Ve sonra savaş başladı. Her şey aniden bir kaosa dönüştü. Zihinlerimizde sadece bir şey vardı: Hayatta kalmak. O an, geçmişin ve geleceğin tüm ağırlığı üzerimize çökmüştü. İçimden bir düşünce geçti: "Bir şeyin sonu, aslında hiç bilmediğimiz bir başlangıç olabilir." Belki de, bu savaşın tek gerçek anlamı, savaşmakta bulduğumuz anlamdandı.
Savaş bittiğinde, hepimiz ölüydük. Ama kahraman mıydık? Hayır, sadece bir araya gelmiş bir grup insandık.

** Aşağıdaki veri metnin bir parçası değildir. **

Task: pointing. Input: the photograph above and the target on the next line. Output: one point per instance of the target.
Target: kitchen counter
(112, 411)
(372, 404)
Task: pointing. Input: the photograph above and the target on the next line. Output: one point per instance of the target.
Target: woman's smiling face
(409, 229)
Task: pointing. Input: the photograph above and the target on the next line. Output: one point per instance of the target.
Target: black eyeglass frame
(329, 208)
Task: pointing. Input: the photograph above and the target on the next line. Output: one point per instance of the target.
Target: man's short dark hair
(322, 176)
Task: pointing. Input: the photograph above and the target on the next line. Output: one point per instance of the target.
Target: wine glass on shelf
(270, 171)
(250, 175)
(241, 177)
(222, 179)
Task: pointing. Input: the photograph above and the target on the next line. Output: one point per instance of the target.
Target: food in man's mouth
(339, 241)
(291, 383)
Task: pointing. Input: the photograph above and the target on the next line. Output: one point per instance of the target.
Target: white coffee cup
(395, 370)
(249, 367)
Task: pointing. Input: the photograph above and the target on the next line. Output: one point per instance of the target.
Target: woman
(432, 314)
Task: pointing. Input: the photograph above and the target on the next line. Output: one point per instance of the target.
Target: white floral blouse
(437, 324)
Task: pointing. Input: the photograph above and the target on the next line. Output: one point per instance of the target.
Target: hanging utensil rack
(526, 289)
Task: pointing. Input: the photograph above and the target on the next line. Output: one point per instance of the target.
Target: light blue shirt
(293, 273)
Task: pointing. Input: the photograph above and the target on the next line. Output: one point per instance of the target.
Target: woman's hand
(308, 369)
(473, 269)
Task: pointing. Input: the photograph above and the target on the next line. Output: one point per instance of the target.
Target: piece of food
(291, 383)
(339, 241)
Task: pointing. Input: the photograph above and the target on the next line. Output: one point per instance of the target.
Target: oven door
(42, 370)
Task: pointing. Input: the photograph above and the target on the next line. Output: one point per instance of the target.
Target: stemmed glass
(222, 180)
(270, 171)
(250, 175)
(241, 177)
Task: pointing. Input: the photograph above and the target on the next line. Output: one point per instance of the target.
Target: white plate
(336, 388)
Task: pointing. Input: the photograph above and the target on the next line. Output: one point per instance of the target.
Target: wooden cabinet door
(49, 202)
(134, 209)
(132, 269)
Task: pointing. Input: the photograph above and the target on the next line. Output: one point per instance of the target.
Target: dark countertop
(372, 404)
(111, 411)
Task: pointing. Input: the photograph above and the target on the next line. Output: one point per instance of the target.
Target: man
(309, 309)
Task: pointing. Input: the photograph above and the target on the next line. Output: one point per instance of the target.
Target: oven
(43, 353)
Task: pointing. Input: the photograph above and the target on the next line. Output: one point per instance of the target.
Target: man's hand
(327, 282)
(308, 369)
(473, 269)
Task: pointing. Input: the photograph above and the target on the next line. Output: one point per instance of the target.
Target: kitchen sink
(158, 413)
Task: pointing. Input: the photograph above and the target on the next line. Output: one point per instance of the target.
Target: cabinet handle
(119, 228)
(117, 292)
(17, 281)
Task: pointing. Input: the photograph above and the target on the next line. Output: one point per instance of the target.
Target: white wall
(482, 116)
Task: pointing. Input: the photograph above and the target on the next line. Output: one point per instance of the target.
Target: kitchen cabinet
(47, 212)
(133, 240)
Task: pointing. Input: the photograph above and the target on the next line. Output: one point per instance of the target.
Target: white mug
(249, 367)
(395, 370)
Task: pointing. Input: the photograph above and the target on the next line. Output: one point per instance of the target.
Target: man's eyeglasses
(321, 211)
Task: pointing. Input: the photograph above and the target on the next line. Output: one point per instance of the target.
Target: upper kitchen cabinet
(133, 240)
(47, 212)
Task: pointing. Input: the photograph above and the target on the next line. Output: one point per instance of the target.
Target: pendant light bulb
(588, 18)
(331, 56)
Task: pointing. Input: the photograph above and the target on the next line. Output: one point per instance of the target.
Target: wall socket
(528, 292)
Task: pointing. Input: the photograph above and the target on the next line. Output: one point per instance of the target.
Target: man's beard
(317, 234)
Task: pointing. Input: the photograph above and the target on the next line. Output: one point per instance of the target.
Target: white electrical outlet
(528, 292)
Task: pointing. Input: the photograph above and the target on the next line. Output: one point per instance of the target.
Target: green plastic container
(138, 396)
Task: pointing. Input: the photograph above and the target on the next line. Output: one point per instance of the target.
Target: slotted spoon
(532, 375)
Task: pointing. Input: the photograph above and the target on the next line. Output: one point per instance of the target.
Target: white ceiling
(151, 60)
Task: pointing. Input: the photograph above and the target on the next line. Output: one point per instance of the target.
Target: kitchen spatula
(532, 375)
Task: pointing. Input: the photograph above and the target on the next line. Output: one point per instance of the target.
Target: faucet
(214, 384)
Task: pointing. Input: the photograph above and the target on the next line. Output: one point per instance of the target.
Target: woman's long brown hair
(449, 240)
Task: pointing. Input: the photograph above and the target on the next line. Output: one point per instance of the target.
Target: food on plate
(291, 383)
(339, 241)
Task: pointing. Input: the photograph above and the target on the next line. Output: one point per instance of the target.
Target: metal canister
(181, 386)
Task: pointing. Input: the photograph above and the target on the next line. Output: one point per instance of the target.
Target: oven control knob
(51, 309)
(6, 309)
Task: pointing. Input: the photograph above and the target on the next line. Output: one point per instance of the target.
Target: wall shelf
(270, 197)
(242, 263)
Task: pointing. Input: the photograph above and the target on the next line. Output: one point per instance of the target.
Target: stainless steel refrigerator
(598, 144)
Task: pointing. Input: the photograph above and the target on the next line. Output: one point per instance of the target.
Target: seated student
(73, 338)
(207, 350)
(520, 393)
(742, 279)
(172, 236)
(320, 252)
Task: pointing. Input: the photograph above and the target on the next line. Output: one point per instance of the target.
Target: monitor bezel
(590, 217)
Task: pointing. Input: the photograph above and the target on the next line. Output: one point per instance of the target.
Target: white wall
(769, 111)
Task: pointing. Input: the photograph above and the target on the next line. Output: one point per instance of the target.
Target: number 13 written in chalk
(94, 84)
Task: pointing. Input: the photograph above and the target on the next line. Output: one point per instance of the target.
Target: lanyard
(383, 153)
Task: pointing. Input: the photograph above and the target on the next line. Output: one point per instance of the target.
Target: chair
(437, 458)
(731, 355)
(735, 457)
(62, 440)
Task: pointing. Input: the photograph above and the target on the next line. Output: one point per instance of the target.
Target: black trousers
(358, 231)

Bizimle ilgili hiçbir destan yoktu, sadece bir grup insanın, zamanı ve kaderi nasıl küçümseyebileceğine dair bir anı vardı. Bazen, doğru ya da yanlış demeden, yalnızca hayatta kalma içgüdüsüyle hareket etmek gerekir. Ama bu savaşta ölenler, kahramanlıklarıyla değil, ölümlerinin ne kadar anlamlı olduğunu hatırlatırlar. Onlar, sadece bir sistemin, bir savaşın, bir dönemin kurbanlarıydı. Ama bir gün, belki de kimse hatırlamayacak; yine de bir şey vardı, bir iz bırakan bir şey – belki de sadece savaştık, ama en nihayetinde, hayatta kalmak değil, o anın içinde var olmak, insanın sınırlarını test etmekti gerçek anlam. Savaş, sadece bir çatışma değil, insanlığın direncini ve kararlılığını kanıtlama fırsatıdır; çünkü her zaferin, her yenilginin arkasında, insanın kendini yeniden tanıması ve yeniden şekillenmesi yatar.